Caracas, Venezuela. Se dice, con acierto, que sin buenos cruces de sangre la hípica no existiría. Ese glamoroso espectáculo que las carreras de caballos no tendría sentido si en las praderas no se buscara al campeón. Y para ello, la constante renovación de sangres y la incorporación de líneas que actualmente dominan el mundo del turf, es importante.
Venezuela no quiere quedarse atrás. Y lo demuestran las últimas incorporaciones a la crianza nacional. Se trata de tres linajudos padrillos, provientes de las más influyentes líneas maternas que hay en el mundo hípico actual.
El más llamativo es Great Hunter, el destacado hijo de Aptitude y Zenith (Roy), ganador del Lane’s End Breeders Futurity (G1) y del Robert B. Lewis Stakes (G2), con más de US$ 970 mil en premios, que entra a la reproducción en el Haras Los Samanes Polo & Racing.
Por otro lado, el Haras La Lechuza ha importado al imponente tordillo Capture D’Oro, descendiente del famoso padrillo de padrillos El Prado y de la destacada yegua madre Baby Rabit (No Sale George), la madre del ganador de G2, Spanish Chestnut.
Y si esto fuera poco, el Haras Gran Derby acaba de incorporar a su staff al destacado semental Shark, un hijo de Danzig y Surfside (Seattle Slew), con una de las líneas maternas más buscadas en la actualidad. Surfside es hija de la valiente yegua Flanders que, como madre, ya produjo a los padrillos Battle Hero y Flanders Fields, ambos ejerciendo en la hípica peruana.
La recuperación de la crianza venezolana ya data de un buen tiempo atrás.
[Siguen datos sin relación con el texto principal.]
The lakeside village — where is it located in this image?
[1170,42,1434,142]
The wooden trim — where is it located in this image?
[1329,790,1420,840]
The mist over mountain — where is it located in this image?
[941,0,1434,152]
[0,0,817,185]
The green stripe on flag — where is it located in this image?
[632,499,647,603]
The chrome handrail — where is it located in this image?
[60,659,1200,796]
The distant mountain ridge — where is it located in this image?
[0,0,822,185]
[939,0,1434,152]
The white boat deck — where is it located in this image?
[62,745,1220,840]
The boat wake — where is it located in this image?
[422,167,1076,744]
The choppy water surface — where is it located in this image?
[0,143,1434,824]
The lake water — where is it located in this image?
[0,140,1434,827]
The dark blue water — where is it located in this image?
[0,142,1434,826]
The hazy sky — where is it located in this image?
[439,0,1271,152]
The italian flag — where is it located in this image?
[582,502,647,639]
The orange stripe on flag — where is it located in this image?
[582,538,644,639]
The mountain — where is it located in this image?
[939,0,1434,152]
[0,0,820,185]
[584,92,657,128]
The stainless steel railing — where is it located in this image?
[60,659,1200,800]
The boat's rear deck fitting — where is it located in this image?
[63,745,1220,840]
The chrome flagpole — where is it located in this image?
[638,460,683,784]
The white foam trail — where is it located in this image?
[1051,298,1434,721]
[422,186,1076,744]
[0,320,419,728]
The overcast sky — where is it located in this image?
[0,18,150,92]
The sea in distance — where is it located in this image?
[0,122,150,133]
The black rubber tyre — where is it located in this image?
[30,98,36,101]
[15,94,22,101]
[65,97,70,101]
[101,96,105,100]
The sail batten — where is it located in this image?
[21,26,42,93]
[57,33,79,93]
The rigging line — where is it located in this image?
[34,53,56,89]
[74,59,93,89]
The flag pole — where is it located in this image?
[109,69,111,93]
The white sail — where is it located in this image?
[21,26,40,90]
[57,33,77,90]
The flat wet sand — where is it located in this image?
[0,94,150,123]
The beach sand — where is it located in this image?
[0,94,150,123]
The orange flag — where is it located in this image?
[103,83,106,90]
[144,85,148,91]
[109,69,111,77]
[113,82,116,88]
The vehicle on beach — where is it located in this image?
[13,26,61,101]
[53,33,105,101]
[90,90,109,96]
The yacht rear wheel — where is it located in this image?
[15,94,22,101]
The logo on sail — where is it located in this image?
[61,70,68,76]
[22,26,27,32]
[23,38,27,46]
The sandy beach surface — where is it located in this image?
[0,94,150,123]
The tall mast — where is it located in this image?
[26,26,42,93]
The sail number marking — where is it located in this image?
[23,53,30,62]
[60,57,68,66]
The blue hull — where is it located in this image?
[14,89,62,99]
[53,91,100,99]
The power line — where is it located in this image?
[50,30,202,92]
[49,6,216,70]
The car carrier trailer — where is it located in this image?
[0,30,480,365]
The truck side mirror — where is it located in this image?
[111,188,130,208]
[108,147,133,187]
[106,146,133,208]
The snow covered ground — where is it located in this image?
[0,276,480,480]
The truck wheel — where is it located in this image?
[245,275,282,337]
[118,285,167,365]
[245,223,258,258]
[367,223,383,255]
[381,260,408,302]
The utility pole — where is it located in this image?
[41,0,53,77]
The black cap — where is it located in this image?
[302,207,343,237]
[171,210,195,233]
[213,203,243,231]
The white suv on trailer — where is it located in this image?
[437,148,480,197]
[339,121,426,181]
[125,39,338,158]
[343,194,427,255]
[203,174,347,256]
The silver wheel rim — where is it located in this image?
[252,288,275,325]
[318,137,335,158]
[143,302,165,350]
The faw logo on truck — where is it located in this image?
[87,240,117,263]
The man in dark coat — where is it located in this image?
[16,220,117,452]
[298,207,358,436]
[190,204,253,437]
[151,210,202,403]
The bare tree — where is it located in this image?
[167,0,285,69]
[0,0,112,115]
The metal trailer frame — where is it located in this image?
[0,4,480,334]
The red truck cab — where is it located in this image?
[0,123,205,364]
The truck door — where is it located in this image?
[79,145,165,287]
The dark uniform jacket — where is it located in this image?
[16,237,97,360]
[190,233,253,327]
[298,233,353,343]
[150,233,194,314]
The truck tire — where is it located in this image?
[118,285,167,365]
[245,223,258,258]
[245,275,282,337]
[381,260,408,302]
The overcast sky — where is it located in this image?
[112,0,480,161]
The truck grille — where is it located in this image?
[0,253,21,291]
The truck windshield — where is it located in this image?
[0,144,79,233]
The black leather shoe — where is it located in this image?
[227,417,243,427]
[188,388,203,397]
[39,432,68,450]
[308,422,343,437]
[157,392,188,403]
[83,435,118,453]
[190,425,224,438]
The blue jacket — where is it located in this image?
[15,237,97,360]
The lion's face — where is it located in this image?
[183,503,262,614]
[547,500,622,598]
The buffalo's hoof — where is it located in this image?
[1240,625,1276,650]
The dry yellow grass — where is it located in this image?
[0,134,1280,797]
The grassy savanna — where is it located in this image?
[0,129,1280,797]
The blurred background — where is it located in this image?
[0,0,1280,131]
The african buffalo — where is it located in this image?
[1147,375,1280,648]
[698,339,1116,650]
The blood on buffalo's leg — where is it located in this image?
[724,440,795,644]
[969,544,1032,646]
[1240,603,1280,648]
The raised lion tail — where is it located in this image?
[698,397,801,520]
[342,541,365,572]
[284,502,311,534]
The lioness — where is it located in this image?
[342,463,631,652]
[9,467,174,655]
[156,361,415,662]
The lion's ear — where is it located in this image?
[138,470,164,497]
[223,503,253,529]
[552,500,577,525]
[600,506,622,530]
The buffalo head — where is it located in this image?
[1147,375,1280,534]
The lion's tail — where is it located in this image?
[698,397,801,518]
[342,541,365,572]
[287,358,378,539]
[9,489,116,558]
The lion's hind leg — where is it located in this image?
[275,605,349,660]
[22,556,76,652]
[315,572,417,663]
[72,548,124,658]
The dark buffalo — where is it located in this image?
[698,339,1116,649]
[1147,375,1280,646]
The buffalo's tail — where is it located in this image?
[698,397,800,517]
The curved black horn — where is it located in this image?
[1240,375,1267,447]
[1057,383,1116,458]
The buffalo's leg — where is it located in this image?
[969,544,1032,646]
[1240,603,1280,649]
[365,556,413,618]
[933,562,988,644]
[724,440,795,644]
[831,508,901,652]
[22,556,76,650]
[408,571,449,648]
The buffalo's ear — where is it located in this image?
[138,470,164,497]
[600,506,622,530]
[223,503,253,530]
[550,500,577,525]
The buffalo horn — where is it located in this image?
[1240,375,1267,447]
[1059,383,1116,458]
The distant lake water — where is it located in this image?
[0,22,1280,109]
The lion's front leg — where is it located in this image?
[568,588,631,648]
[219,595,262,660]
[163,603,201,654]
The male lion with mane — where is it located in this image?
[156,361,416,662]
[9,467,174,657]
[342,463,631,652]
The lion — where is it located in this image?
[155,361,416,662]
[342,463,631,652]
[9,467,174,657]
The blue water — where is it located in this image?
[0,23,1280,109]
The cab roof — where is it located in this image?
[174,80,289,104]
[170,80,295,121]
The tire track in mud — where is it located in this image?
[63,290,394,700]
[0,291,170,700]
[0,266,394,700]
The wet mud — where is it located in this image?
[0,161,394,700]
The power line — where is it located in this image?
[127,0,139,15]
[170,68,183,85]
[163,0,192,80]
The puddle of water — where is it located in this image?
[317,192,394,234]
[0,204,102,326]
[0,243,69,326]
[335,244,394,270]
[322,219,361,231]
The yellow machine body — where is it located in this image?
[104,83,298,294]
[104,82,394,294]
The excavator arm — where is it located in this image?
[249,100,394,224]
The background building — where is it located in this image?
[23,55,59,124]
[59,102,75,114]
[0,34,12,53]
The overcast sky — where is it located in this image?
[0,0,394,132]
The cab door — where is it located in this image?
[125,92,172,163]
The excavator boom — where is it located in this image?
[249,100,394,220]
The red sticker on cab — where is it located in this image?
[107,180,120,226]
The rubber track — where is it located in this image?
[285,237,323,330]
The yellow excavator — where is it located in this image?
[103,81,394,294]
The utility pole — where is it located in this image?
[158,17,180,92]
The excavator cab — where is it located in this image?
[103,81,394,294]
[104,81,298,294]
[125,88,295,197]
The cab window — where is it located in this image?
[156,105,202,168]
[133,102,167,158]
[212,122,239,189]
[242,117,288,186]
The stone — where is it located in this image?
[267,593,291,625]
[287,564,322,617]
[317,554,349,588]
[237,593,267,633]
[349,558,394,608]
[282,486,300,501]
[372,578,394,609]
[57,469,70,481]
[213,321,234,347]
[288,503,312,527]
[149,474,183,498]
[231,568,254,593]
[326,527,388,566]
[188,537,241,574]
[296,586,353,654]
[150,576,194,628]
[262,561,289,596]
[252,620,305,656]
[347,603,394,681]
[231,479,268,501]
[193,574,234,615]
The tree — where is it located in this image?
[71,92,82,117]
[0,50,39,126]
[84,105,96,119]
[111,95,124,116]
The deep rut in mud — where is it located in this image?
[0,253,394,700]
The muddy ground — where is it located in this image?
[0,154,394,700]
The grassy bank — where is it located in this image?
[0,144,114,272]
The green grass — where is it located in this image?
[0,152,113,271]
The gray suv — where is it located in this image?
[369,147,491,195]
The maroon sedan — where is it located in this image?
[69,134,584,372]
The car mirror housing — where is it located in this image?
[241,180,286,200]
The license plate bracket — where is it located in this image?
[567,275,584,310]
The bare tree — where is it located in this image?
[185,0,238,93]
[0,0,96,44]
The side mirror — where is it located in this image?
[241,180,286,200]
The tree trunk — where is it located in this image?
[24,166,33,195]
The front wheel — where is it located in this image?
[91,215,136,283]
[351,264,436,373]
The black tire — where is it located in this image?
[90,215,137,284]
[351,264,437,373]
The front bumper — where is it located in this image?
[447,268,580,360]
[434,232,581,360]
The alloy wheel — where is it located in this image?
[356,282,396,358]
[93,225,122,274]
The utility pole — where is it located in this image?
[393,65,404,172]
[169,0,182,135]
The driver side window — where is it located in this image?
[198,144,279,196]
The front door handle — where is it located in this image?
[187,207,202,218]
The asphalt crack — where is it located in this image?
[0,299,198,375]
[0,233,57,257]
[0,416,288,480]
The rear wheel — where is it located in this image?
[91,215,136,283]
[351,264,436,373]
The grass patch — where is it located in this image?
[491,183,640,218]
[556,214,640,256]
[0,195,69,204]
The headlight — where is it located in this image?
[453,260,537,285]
El ejemplo más saltante es la incorporación del padrillo Hurricane Force, un hijo de Seattle Slew y Dokki, cuya segunda madre, Alluvial, produjo al destacado padrillo Iron, uno de los más influyentes de la hípica peruana en los últimos 15 años.
En Venezuela, según el más reciente reporte de la Federación Internacional de Autoridades Hípicas, nacen 1.189 caballos de carrera al año y es el quinto país a nivel sudamericano en producción de purasangre.